Greenland's Jakobshavn Glacier is Moving 10 Miles Per Year, Recording-Breaking Speed
The massive Arctic glacier believed to be responsible for calving the iceberg that sunk the Titanic is moving from the Greenland ice sheet and into the ocean at record speeds, according to a study in the journal The Cryosphere.
Jakobshavn Glacier is moving at a speed that appears the be the fastest ever recorded, researchers from the University of Washington and the German Space Agency (DLR) report.
"We are now seeing summer speeds more than four times what they were in the 1990s on a glacier which at that time was believed to be one of the fastest, if not the fastest, glacier in Greenland," said lead study author Ian Joughin, a researcher at the Polar Science Center at the University of Washington.
Joughin and his team studied the glacier in 2012 and 2013, measuring dramatic speeds. In just one year it traveled more than 17 kilometers (10.5 miles), averaging a pace of 46 meters (151 feet) per day, a speed the researchers said is the fastest ever recorded for any glacier or ice stream in Greenland or Antarctica.
In the winter months the glacier's pace slows, but over the years, the quick-flowing summer pace of the Jakobshavn Glacier adds up. The glacier's average annual speed across the last few years is markedly faster than it was when the glacier's speeds were recorded in the 1990s.

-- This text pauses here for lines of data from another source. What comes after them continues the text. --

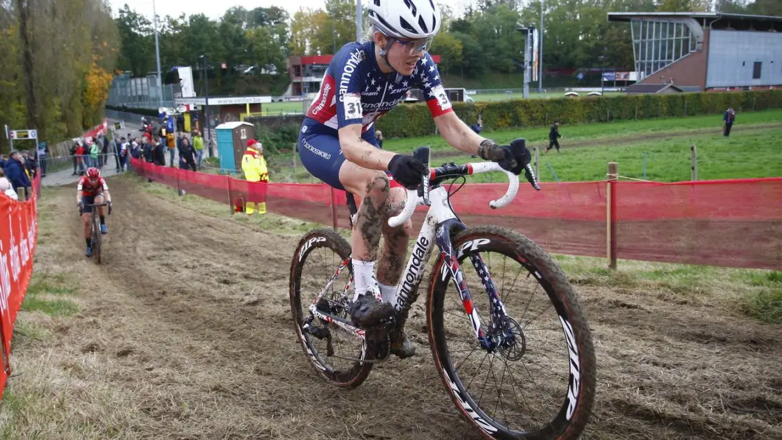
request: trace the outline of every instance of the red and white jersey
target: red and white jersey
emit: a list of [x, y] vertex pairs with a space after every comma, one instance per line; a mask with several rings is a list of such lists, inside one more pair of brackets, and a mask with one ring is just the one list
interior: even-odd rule
[[92, 183], [85, 175], [79, 179], [76, 190], [81, 191], [81, 193], [84, 196], [97, 196], [103, 191], [108, 191], [109, 186], [106, 184], [106, 180], [103, 180], [102, 177], [99, 177], [98, 180], [95, 183]]
[[412, 74], [385, 74], [375, 59], [375, 43], [348, 43], [334, 56], [326, 69], [317, 96], [307, 112], [308, 128], [332, 132], [351, 124], [362, 132], [388, 113], [411, 88], [424, 93], [432, 116], [453, 111], [437, 67], [429, 54], [415, 65]]

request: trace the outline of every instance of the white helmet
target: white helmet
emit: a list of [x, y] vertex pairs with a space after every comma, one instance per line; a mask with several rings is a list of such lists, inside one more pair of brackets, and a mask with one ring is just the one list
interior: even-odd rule
[[368, 13], [378, 31], [397, 38], [431, 38], [441, 23], [433, 0], [370, 0]]

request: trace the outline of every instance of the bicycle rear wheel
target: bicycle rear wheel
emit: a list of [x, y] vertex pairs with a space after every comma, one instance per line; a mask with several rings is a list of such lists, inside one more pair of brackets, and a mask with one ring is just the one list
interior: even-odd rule
[[[98, 209], [93, 207], [92, 209]], [[97, 216], [92, 218], [92, 254], [95, 258], [95, 262], [101, 264], [101, 241], [102, 237], [100, 233], [100, 220]]]
[[[346, 261], [347, 266], [335, 278]], [[315, 371], [345, 388], [357, 387], [369, 375], [372, 364], [366, 362], [369, 357], [367, 344], [335, 323], [314, 318], [309, 307], [325, 289], [318, 310], [350, 321], [348, 300], [352, 299], [353, 290], [346, 296], [345, 287], [352, 280], [350, 245], [344, 238], [325, 229], [310, 231], [302, 237], [293, 254], [290, 275], [291, 313], [296, 336]], [[307, 330], [306, 326], [316, 330]], [[329, 352], [328, 338], [322, 337], [325, 334], [331, 338], [333, 352]]]
[[[454, 249], [472, 301], [462, 301], [442, 258], [427, 298], [432, 352], [451, 399], [488, 438], [577, 438], [592, 409], [596, 366], [565, 274], [531, 240], [502, 228], [464, 231]], [[482, 265], [488, 274], [476, 270]], [[490, 302], [490, 279], [507, 316], [500, 323], [493, 322], [503, 313]], [[502, 342], [482, 348], [465, 309], [478, 312], [485, 334]]]

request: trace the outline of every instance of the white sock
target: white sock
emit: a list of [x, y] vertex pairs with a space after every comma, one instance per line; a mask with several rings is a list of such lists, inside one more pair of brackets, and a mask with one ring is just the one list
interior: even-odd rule
[[383, 302], [393, 305], [393, 297], [396, 294], [396, 286], [386, 286], [382, 283], [378, 283], [380, 287], [380, 294], [383, 296]]
[[362, 261], [353, 259], [353, 301], [358, 299], [358, 295], [371, 292], [375, 283], [375, 261]]

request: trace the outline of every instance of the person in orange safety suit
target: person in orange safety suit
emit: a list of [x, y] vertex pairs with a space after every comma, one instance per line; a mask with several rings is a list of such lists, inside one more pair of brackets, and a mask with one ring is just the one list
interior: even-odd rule
[[[269, 171], [264, 159], [264, 146], [255, 139], [247, 141], [247, 150], [242, 157], [242, 171], [248, 182], [269, 182]], [[258, 213], [266, 214], [266, 202], [247, 202], [245, 212], [253, 215], [257, 204]]]

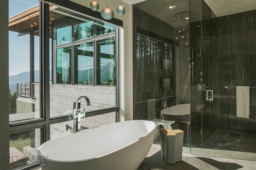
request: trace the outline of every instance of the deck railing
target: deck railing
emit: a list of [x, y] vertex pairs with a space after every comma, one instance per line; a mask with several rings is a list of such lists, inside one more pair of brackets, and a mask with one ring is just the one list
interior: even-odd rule
[[35, 98], [35, 84], [29, 82], [17, 83], [17, 95]]

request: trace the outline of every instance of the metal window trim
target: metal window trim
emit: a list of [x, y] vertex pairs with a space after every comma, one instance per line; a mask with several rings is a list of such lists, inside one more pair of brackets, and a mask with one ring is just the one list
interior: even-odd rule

To track the glacier's movements, the researchers used satellite data from NASA and the DLR.
"We used computers to compare pairs of images acquired by the German Space Agency's TerraSAR-X satellites. As the glacier moves we can track changes between images to produce maps of the ice flow velocity," Joughin said.
The increasing speed of the glacier is adding more ice to the ocean and contributing to sea-level rise, Joughin added.
"We know that from 2000 to 2010 this glacier alone increased sea level by about 1 mm. With the additional speed it likely will contribute a bit more than this over the next decade," he said.
As the Arctic region warms, glaciers there have begun to calve icebergs further and further inland, which means that even though the glacier is flowing towards the coast and carrying more ice into the ocean, its calving front is actually retreating, the researchers report, noting that during their study period the calving front retreated more than one kilometer inland than in the previous summer.
The increasing speed of the Jakobshavn Glacier coincided with this calving retreat.
"As the glacier's calving front retreats into deeper regions, it loses ice - the ice in front that is holding back the flow - causing it to speed up," Joughin said.